Jamie
was now in the bogeyman’s house. The bogeyman had a wife. And there was a boy.
The boy was smaller than Jamie and crazy. He had long hair like a girl’s. Jamie
had heard the boy laughing and talking to himself during the night. Jamie had
been locked into a room next to the crazy boy’s. Morning time now, and the
crazy boy wanted to play with him. He called Jamie by a different name:
‘Wiley’. But the bogeyman called him ‘Riley’.
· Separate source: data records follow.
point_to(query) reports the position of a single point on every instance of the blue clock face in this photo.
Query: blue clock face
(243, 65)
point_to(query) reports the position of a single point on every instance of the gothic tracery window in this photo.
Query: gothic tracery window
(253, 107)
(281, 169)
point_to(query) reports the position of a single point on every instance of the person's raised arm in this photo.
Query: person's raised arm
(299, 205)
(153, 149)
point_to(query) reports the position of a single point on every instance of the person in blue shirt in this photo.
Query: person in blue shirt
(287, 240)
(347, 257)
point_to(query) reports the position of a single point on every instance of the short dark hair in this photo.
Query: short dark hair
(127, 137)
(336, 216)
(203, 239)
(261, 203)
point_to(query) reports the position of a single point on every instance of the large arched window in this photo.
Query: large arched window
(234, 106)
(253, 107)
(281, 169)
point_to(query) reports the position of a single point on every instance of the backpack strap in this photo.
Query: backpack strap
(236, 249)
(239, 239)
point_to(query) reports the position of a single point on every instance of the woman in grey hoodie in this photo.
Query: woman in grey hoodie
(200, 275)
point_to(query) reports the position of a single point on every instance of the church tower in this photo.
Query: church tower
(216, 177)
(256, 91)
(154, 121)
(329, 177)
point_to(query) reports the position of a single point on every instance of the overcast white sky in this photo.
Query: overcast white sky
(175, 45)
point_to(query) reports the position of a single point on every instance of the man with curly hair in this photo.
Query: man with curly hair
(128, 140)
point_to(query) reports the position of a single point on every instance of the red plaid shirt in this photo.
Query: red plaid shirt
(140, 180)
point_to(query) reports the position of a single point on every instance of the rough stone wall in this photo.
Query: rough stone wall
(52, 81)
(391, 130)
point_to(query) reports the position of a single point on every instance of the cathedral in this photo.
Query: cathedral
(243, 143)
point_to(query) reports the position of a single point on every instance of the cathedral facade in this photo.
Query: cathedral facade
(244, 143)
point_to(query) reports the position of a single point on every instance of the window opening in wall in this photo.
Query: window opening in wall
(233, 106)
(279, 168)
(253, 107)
“Pa, Pa,” the boy called out. “Wiley won’t
play diggers with me.” He ran out the door into the scary place where the
bogeyman hid in the shadows.
Through the
open door came the cold. The cold had fangs. And the skeleton hanging in the
porch rattled.
“Riley,”
the skeleton said. And Jamie felt in his tummy that feeling he sometimes got
when he needed to go to the toilet. “Riley,” the skeleton said again, only this
time it was the bogeyman stepping into the house. He spoke with the skeleton’s
voice.
It’s okay,
son,” the bogeyman said. “No one is going to hurt you.” White hairs grew down
from inside his nostrils.
Jamie
grasped the curtain, and pulled it round him the way he often pulled his
Dracula cape over his shoulders in his own house.
“What are
you doing, the two of you, to the frightened lamb?” he heard a woman’s voice go.
The bogeyman’s wife: the woman who had spoken to him on the street when he was
trick-or-treating - the woman who had taken him to the bogeyman’s car.